A recent national survey found that almost 70 per cent of people were not confident about the safety of the country's food supply. In Hong Kong, where faith in government inspections is high, there is a tendency to choose mainland food as a much less-desired alternative. It is not surprising given that at, one time or another, the full spectrum of meat, fish and vegetables have been the focus of scares. With 90 per cent of produce coming from across the border, it is understandable that imports are booming.
We naturally assume that food from developed nations is safe. It is a shock to find otherwise. That is especially so with Germany, a key member of the European Union, whose standards we pay close attention to when formulating our rules and laws. When the strict regime of requirements and inspections falters, there is cause to wonder whether any supply can be trusted.
Truth be told, no system is perfect. The possibility of accidents and unscrupulous producers in a world where demands are high is ever-present. That means that inspections and tests have to be frequent and mechanisms in place to prevent repeats. German authorities were quick to identify a problem, shut down the source and are now investigating the company from which animal feed contaminated with industrial oil is believed to have come. They are talking about tougher monitoring, stricter regulations and penalties.
We also expect this on the mainland, but it is not always so - and the result is a lack of trust in what we buy, and lives are put at risk. The six children who died and 300,000 others sickened by tainted milk in 2008 amply proved that. Corruption, mismanagement and greed mean the possibility of a recurrence remains, despite top-level pledges of reform.

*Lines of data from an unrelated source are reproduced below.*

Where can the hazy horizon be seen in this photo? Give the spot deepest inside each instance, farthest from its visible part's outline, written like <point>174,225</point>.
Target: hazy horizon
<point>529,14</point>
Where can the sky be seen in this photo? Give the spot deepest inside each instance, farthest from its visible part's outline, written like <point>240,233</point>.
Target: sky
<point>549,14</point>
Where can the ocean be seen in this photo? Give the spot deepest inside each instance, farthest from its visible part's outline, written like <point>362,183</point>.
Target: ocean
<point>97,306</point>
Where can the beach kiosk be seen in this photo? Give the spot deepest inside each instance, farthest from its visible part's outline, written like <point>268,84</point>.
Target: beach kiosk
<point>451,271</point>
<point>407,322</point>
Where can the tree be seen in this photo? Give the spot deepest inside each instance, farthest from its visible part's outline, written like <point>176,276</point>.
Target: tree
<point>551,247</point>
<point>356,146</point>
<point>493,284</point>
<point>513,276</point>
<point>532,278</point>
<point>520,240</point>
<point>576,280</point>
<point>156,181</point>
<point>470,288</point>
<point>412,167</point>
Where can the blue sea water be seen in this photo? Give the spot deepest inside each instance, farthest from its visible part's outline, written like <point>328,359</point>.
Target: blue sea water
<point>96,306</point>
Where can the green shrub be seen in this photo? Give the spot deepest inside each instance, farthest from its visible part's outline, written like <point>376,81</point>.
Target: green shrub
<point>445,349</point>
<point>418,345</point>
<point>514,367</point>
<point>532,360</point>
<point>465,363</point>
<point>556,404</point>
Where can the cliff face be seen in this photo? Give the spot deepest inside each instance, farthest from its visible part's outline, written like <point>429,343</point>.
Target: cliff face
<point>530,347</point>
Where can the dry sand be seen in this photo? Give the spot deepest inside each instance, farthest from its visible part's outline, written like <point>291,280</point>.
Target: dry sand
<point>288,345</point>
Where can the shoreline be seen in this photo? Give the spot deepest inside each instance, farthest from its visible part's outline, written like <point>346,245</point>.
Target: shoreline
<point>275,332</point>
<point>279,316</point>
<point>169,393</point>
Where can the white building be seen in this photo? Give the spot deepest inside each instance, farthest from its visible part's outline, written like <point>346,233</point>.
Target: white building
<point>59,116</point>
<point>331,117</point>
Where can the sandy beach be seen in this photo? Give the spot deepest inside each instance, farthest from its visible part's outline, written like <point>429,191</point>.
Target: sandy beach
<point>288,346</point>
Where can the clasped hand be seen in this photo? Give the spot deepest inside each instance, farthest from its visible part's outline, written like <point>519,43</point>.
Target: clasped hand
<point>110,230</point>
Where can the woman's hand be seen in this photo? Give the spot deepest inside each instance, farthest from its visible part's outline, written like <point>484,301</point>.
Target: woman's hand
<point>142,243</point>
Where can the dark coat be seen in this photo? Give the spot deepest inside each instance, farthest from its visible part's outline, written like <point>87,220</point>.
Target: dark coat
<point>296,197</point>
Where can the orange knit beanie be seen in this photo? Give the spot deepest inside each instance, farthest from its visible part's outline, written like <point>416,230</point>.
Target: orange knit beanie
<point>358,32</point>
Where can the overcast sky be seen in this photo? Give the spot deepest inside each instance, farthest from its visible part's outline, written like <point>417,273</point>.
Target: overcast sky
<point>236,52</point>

The absence of transparency in the case of Zhao Lianhai , the father of one of the victims, who was jailed for campaigning for compensation for parents, casts doubt on the genuine will for change. Yet reform is essential. Food regulations are in the hands of 10 government departments, creating a bureaucratic mess and raising the chances of graft. That makes for limited regulation of farmers in an environment where profits speak loudly. Illegal additives and harmful chemicals can easily make their way into the food chain. Mainland lawmakers are considering raising the penalties for violators. It is a start, but only a small one. An overhaul of a creaky system, centred on transparency and getting tough with graft, is the best way forward. Until there is a marked improvement, Hong Kong cannot spare any expense with monitoring.